Masuda et al. 2000, a Japanese canine atopic dermatitis study, utilized both in vivo (INV) (intradermal skin test) and in vitro (IVT) (antigen-specific IgE assay) testing. They found:

  • Most common allergen trigger was household dust mites (69% INV/ 54.8% IVT) followed by Japanese cedar pollen (50% INV/16.7% IVT). The latter result highlights the notion that significant allergens for atopic dermatitis vary geographically.
  • Less than 20% of dogs sampled tested positive to molds or foods.

Zur et al. 2002 retrospective study of canine atopic dermatitis found that:

  • Most common allergen trigger was household dust mites (particularly in the fall) followed by molds (particularly in spring and fall). Summer/fall yielded more positive reactions to weeds.
  • Reactions to molds/trees/cultivated plants typically triggered skin and ear yeast infections; cultivated plants frequently triggered otitis external (chronic inflammation of a dog’s external ear canal) and pedal (foot) lesions.

Food Allergies in Dogs

It has been estimated that food allergies account for 10-15% of allergies affecting dogs, although some sources place the figure nearer 20%. However, Verlinden et al. 2007 noted,The exact prevalence of FA [food allergies] in dogs and cats remains unknown.” In addition, 20-30% of dogs with food allergies have other existing allergies (concurrent allergies).

Around 75% of food allergies are protein-related with the majority of the rest being carbohydrate-related. Between 65-80% (depending on data source) of food allergies are attributable to beef, dairy and wheat allergens. Diagnosis will involve undertaking an elimination diet (food trial) and subsequent preventative strategies involve avoiding identified food allergens.

Unlike both flea allergies and seasonal inhalant allergies, which typically reveal themselves within the first three years of a dog’s life, food allergies tend to develop in dogs around 3-4 years or older. However, they can start at any time if the allergenic ingredient is present; food preparation or cost of the food product is immaterial. Factors such as poor storage issues (associated with mites) or food fillers/preservatives/additives can play a role in increasing the risk of certain food allergies.

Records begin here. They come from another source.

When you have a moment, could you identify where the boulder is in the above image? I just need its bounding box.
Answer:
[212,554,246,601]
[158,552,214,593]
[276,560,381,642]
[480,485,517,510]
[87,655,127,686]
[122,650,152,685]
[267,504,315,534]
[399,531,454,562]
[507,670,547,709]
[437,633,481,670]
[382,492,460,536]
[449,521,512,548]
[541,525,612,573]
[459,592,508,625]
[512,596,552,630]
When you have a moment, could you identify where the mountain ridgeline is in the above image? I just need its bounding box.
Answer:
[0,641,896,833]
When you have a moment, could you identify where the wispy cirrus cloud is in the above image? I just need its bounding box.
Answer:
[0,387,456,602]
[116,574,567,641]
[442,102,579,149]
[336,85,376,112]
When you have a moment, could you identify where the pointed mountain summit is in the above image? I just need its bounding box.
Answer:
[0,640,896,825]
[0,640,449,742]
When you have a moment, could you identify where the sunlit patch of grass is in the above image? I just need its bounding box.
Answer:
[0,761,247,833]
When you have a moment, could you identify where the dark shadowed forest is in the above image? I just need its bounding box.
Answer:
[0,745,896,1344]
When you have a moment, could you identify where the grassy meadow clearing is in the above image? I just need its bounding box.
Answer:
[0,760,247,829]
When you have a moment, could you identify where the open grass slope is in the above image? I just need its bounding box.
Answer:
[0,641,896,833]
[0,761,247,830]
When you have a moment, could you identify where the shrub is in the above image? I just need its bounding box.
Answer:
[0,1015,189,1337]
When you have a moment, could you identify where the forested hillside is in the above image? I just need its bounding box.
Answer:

A food allergy differs from a food intolerance in a number of ways. Food allergies have varied symptoms which can impact various organs/systems (e.g. respiratory, skin and rashes/itching with associated sneezing and wheezing, face rubbing, head shaking, excessive licking, chronic red inflamed feet or ear infections etc.) as well as cause possible gastrointestinal upset e.g. diarrhea, vomiting. Of particular importance is the fact that a food intolerance does not involve an immune system reaction whereas a food allergy does. Verlinden et al. 2007 stated that, “Type I, III, and IV hypersensitivity reactions are the most likely immunologic mechanisms” for food allergies.